If the operation is approved by the clean room policies, it’s run, delivering the results to where the policies require. If it’s not, it’s blocked. The idea is that data can be shared without being exposed, and results are delivered only to the party that runs a trusted operation on that shared data. The resulting fine-tuned model can then be evaluated by the AI company before being delivered to their customer.

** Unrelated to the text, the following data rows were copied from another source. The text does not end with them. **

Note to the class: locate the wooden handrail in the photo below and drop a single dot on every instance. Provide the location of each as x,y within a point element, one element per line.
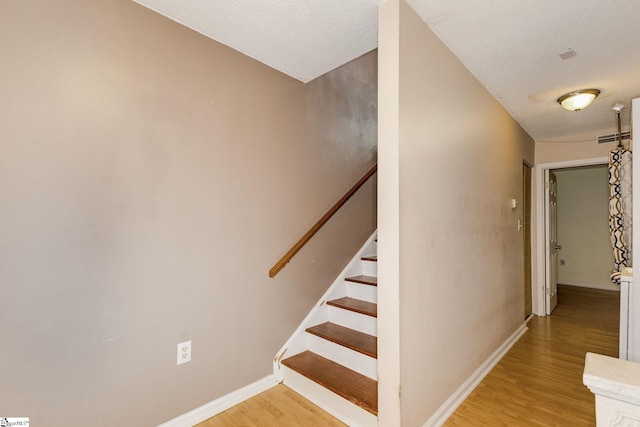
<point>322,221</point>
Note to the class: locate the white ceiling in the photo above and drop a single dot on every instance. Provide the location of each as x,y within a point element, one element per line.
<point>512,47</point>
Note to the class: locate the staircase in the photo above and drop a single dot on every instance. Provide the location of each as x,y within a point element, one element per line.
<point>332,357</point>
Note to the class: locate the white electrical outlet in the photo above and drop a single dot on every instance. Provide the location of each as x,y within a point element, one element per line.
<point>184,352</point>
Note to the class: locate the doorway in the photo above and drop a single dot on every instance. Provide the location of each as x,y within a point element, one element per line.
<point>526,240</point>
<point>541,293</point>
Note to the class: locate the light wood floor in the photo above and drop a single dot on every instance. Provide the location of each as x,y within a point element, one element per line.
<point>278,406</point>
<point>537,383</point>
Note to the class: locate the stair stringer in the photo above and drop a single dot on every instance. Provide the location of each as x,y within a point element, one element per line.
<point>299,340</point>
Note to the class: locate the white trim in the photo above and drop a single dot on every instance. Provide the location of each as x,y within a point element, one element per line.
<point>456,399</point>
<point>541,256</point>
<point>605,287</point>
<point>221,404</point>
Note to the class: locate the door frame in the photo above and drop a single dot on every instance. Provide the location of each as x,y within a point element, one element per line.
<point>538,291</point>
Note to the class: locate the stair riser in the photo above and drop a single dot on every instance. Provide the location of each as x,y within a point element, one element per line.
<point>363,292</point>
<point>348,358</point>
<point>342,409</point>
<point>353,320</point>
<point>370,268</point>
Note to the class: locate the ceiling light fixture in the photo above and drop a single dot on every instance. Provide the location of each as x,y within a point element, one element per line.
<point>578,99</point>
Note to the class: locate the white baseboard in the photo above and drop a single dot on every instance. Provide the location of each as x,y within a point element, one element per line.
<point>221,404</point>
<point>606,287</point>
<point>456,399</point>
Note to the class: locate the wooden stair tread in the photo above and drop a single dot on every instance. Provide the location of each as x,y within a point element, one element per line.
<point>356,388</point>
<point>355,340</point>
<point>365,280</point>
<point>359,306</point>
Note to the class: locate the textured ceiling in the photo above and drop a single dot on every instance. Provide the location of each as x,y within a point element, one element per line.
<point>301,38</point>
<point>512,47</point>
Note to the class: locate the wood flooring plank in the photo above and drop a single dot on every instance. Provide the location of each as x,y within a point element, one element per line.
<point>539,381</point>
<point>278,406</point>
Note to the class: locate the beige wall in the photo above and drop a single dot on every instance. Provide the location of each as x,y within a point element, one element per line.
<point>149,178</point>
<point>460,269</point>
<point>583,227</point>
<point>573,147</point>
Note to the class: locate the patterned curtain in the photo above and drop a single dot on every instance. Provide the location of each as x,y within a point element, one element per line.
<point>620,205</point>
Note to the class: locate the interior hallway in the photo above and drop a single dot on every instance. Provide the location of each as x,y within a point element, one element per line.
<point>537,383</point>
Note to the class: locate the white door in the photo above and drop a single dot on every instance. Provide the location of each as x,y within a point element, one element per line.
<point>552,241</point>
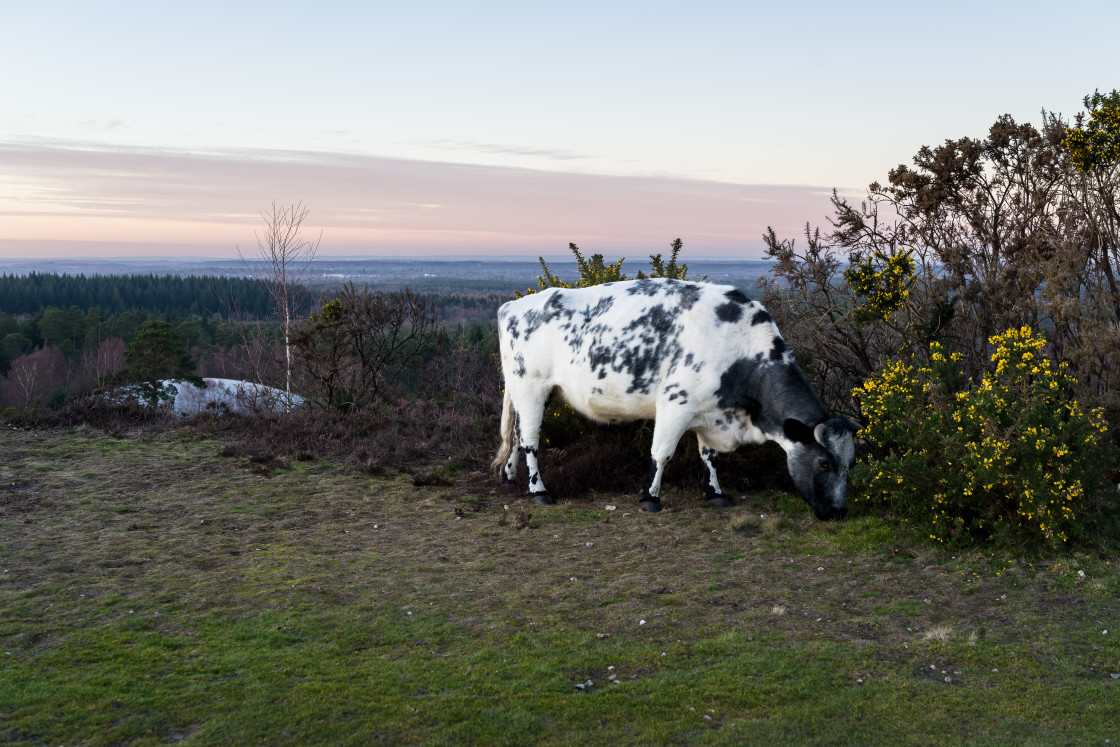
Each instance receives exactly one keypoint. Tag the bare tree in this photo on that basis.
(282, 259)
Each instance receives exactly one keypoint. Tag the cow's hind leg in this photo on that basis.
(530, 413)
(666, 435)
(716, 496)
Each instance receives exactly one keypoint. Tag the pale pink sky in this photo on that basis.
(76, 199)
(493, 127)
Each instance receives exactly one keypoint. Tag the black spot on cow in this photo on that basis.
(738, 386)
(511, 326)
(729, 311)
(777, 349)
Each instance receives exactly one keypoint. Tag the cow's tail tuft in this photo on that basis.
(507, 429)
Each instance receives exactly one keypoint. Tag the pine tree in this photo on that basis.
(154, 355)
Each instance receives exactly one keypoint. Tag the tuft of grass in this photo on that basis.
(326, 605)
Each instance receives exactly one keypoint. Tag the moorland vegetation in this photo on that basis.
(964, 314)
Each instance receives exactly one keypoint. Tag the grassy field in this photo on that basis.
(154, 590)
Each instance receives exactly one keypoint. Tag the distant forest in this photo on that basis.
(177, 296)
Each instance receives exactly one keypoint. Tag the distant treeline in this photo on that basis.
(173, 295)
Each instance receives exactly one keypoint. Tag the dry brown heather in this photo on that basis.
(466, 590)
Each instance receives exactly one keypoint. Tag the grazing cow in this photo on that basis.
(691, 356)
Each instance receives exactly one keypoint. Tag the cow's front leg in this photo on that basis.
(529, 431)
(666, 433)
(716, 496)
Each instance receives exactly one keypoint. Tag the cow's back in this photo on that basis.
(615, 349)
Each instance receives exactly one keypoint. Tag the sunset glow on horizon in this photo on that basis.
(491, 129)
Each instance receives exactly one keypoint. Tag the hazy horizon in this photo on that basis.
(439, 128)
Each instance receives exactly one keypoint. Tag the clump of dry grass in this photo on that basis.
(939, 633)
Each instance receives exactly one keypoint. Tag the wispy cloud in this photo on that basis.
(82, 192)
(552, 153)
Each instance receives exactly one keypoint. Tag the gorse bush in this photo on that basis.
(1011, 458)
(882, 282)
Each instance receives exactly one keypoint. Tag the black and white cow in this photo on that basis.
(690, 356)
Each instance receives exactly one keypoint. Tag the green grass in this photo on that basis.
(315, 605)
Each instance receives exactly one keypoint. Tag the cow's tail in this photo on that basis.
(509, 435)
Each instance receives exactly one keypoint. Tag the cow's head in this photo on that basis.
(819, 458)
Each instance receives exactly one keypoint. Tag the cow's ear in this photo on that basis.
(798, 431)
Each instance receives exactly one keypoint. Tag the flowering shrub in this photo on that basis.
(882, 282)
(1013, 458)
(1094, 146)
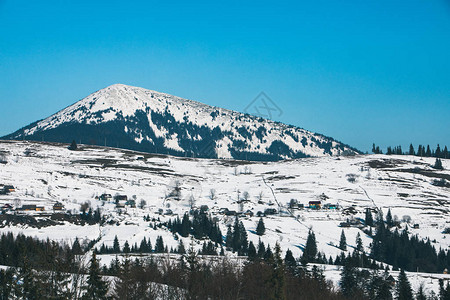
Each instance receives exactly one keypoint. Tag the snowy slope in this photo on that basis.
(140, 119)
(45, 173)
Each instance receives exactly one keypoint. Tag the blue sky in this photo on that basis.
(359, 71)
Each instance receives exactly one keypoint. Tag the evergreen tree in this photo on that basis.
(438, 164)
(404, 291)
(421, 293)
(76, 247)
(369, 218)
(124, 286)
(251, 251)
(289, 260)
(229, 238)
(126, 247)
(277, 280)
(389, 219)
(359, 245)
(348, 281)
(260, 228)
(95, 287)
(73, 146)
(343, 242)
(159, 246)
(438, 153)
(310, 251)
(261, 249)
(411, 150)
(428, 152)
(116, 245)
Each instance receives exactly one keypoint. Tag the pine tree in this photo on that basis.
(359, 245)
(124, 283)
(343, 242)
(369, 218)
(251, 251)
(159, 246)
(76, 247)
(290, 260)
(277, 279)
(389, 220)
(116, 245)
(438, 164)
(438, 153)
(126, 247)
(95, 287)
(411, 150)
(404, 291)
(261, 249)
(310, 251)
(421, 293)
(260, 228)
(428, 152)
(73, 146)
(348, 282)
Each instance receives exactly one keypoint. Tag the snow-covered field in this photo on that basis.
(45, 173)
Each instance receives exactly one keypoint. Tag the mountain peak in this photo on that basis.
(145, 120)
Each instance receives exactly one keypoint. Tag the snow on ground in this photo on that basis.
(45, 173)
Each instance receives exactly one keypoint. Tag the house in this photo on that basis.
(231, 213)
(6, 207)
(131, 203)
(223, 210)
(31, 207)
(121, 198)
(249, 213)
(58, 206)
(105, 197)
(331, 206)
(9, 188)
(28, 207)
(293, 204)
(315, 204)
(270, 211)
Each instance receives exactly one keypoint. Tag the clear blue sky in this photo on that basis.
(359, 71)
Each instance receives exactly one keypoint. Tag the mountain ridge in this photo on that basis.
(145, 120)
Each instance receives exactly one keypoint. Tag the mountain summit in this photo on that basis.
(144, 120)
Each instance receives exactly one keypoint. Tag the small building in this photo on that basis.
(270, 211)
(28, 207)
(9, 188)
(105, 197)
(331, 206)
(121, 198)
(31, 207)
(231, 213)
(315, 204)
(6, 207)
(58, 206)
(131, 203)
(249, 213)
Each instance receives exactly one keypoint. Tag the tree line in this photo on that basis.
(421, 151)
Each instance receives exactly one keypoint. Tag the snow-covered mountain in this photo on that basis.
(140, 119)
(44, 173)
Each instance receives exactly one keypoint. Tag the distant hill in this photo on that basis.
(139, 119)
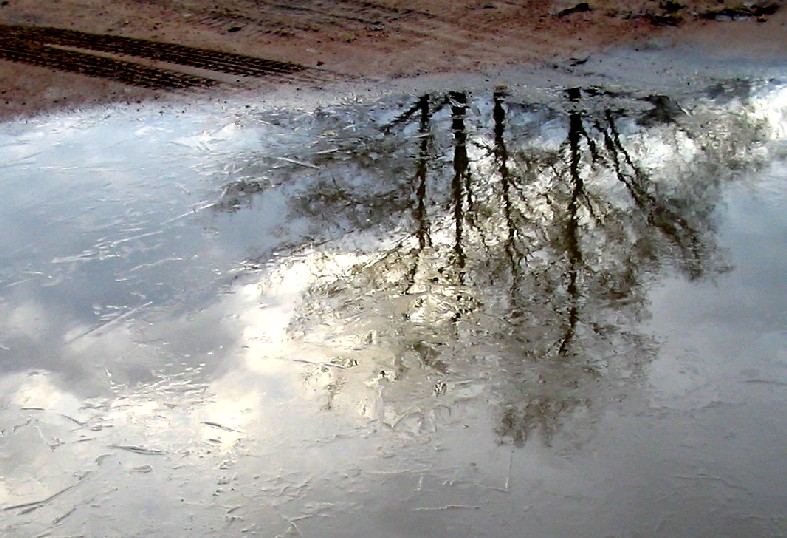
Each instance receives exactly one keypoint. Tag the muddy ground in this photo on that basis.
(72, 53)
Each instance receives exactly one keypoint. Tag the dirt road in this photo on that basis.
(78, 52)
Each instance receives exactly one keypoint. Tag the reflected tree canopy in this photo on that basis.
(483, 246)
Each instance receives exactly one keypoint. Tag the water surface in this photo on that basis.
(449, 314)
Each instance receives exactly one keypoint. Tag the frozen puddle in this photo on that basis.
(453, 314)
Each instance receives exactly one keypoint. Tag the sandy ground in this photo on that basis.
(328, 41)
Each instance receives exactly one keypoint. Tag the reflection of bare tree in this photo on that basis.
(526, 259)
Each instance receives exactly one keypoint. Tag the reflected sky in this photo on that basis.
(436, 315)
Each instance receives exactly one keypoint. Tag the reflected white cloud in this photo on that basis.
(333, 396)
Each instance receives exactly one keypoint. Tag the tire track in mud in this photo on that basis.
(71, 50)
(347, 19)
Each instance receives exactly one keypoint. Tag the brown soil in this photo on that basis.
(70, 53)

There’s a lot to unpack around Azure Confidential Clean Rooms, but at first glance, they appear to be an intriguing answer to questions about sharing data in highly regulated environments, for example allowing two sides in a legal dispute to work on the same set of e-discovery data without either side knowing how the other is using that data. Similarly, two companies involved in a merger or an acquisition could use a Confidential Clean Room to share sensitive business data without exposing customer data or other commercially sensitive data.

Russinovich’s Ignite sessions are one of the highlights of the conference. It’s always interesting to learn about the infrastructure behind the Azure portal’s web pages. Beyond that, lifting the hood on Azure also allows us to see what’s possible beyond simply lifting and shifting existing data center workloads to the cloud. We’re getting ready for a serverless future and what we can build with it.